Von Katia Berger
13.09.2019 / https://m.tdg.ch
Ils s’appellent Milagro, Daniel, Christián et Diana – dans l’ordre de leur apparition sur le plateau de la Salle du Lignon, ces jeudi et vendredi de Bâtie finissante. Tous quatre Cubains, âgés de 25 à 35 ans, ils sont respectivement historienne, programmeur informatique, mathématicien et musicienne. Tous quatre entretiennent une relation étroite avec l’un ou l’autre de leurs grands-parents ayant pris part, plus ou moins directement, à la révolution castriste de 1959. Tous quatre ont été choisis, sur 50 candidats interviewés, pour leurs profils emblématiques. Tous quatre, enfin, mettent leur «expertise du quotidien» au service de la nouvelle pièce du Soleurois Stefan Kaegi, «Granma. Les Trombones de La Havane», créée en mars dernier à Berlin. «Granma», du nom à la fois du yacht américain à bord duquel Fidel Castro rentra d’exil en 1956, et du journal officiel du parti communiste cubain. Sans mentionner sa providentielle signification anglaise de «mémé».

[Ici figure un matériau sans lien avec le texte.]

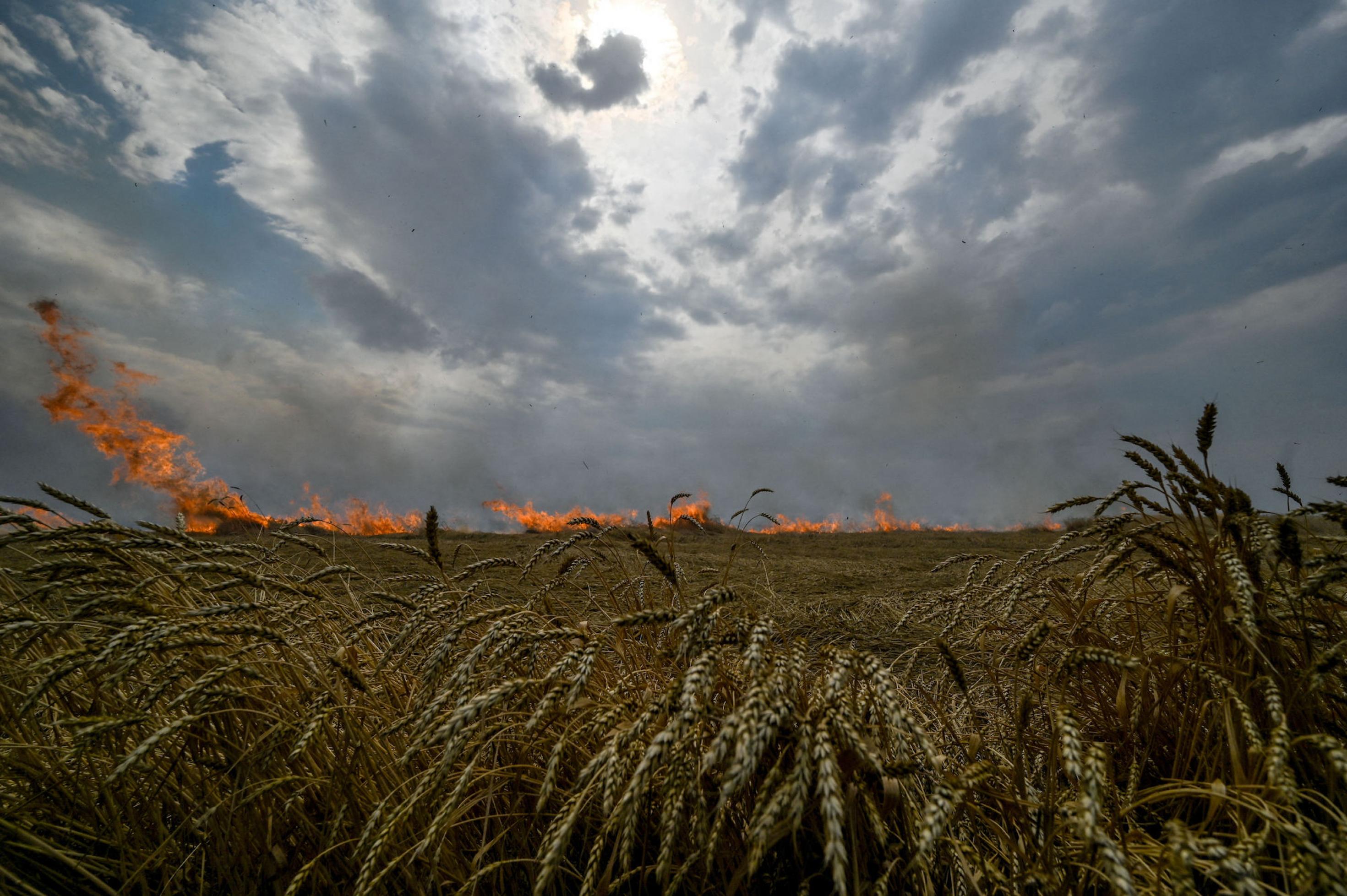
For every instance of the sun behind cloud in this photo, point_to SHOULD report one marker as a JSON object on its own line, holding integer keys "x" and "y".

De leur pays, chaque spectateur occidental cultive son propre fantasme. Utopie pour certains, contre-exemple pour d’autres, Cuba suscite aussi bien la ferveur que le rejet, l’espoir que la déception – quand elle ne fait pas simplement miroiter des vacances chaloupées. Au sujet de leur pays, nos quatre porte-parole déversent sur scène des informations en trombes. Des tangibles, des subjectives, des documentées.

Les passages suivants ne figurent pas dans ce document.